The medical device industry is critical and as we’ve seen with COVID-19, disruptions in the supply chain make it more difficult for medical providers to meet urgent needs. While medical device manufacturers adhere to their best practices in ensuring a stable supply of medical equipment, their supply chain must also abide by best practices that support medical device customers. So what are key best practices metal fabricators can follow to serve medical device manufacturers?
Pay attention to changes in healthcare and medical conditions that impact medical device customers.
Staying on top of industry changes may be challenging as a metal fabricator focuses on filling existing orders; however, medical suppliers’ urgent needs to meet public demand means they will not think twice about switching suppliers to those that can deliver. Hence, preparation through information is the first step to building capacity for unusual demand.

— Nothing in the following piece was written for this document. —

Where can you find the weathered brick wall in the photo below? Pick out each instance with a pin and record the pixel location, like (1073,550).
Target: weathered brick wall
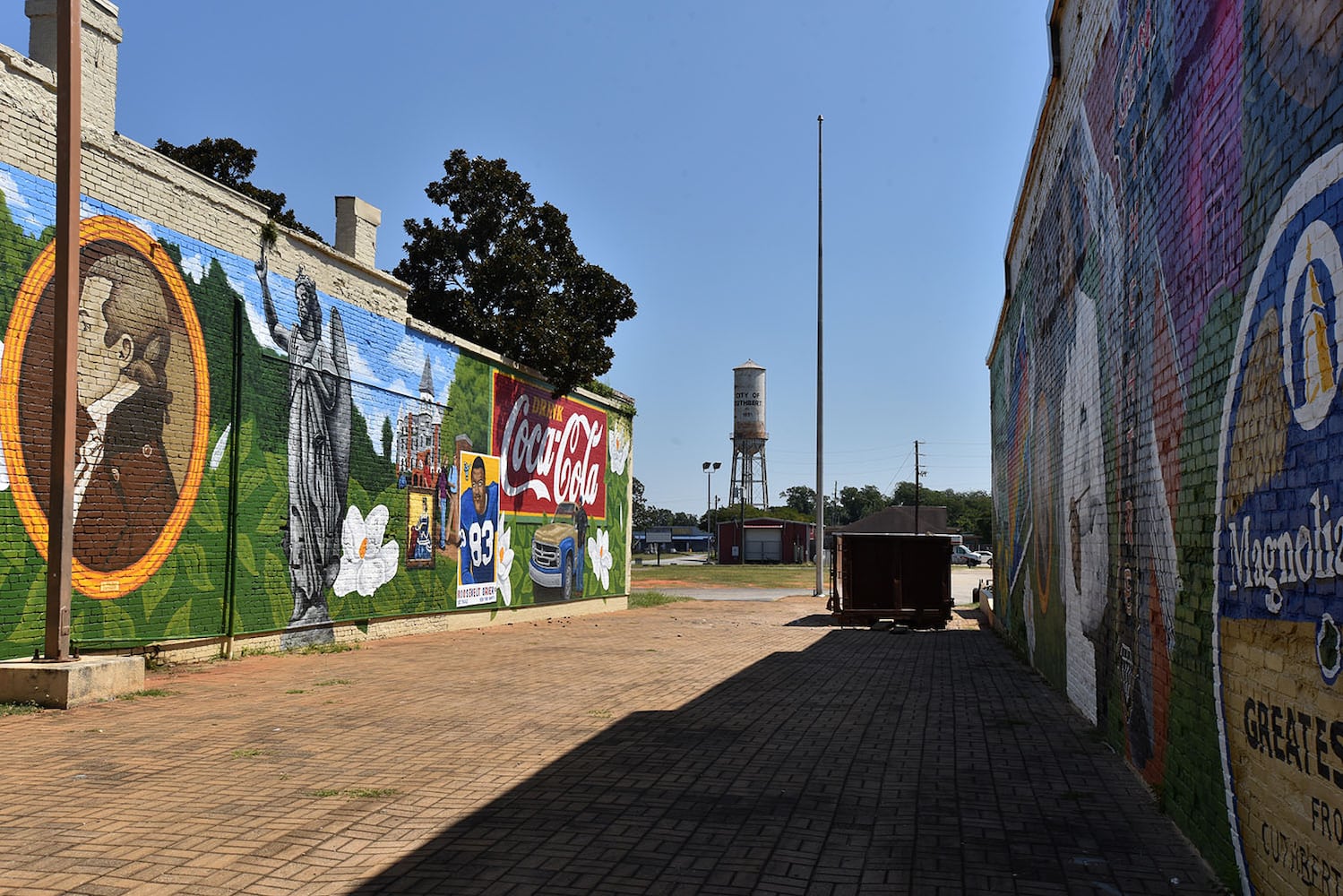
(268,443)
(1167,435)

Possess a sense of urgency & manage communication.
Unlike other end products, medical devices are critical to fundamental health and human life. That sense of urgency in a highly regulatory field requires special attention to quality under strict time constraints. There is little time to send orders back that fail standards, which is also why metal fabricators must communicate with medical device customers as new information is available about whether they anticipate changes to their orders.
Manage relationships & communication with back up raw materials suppliers.
When medical device customers have an unusually high demand, metal fabricators must be able to source materials quickly and can’t afford to wait when their supply chain is running slow. In these times, metal fabricators must be able to call upon a back up supplier that can handle larger or more urgent orders.
Whether medical device customers are primary/large accounts or small, their needs are unique. They operate in a highly regulatory environment that requires uniform quality, and they may be called to produce significantly more units under urgent circumstances. The nature of their industry requires a supply chain that is able to meet these needs.
In short, informed, prepared, and resourceful metal fabricators will be choice suppliers for a strong industry like medical device manufacturers.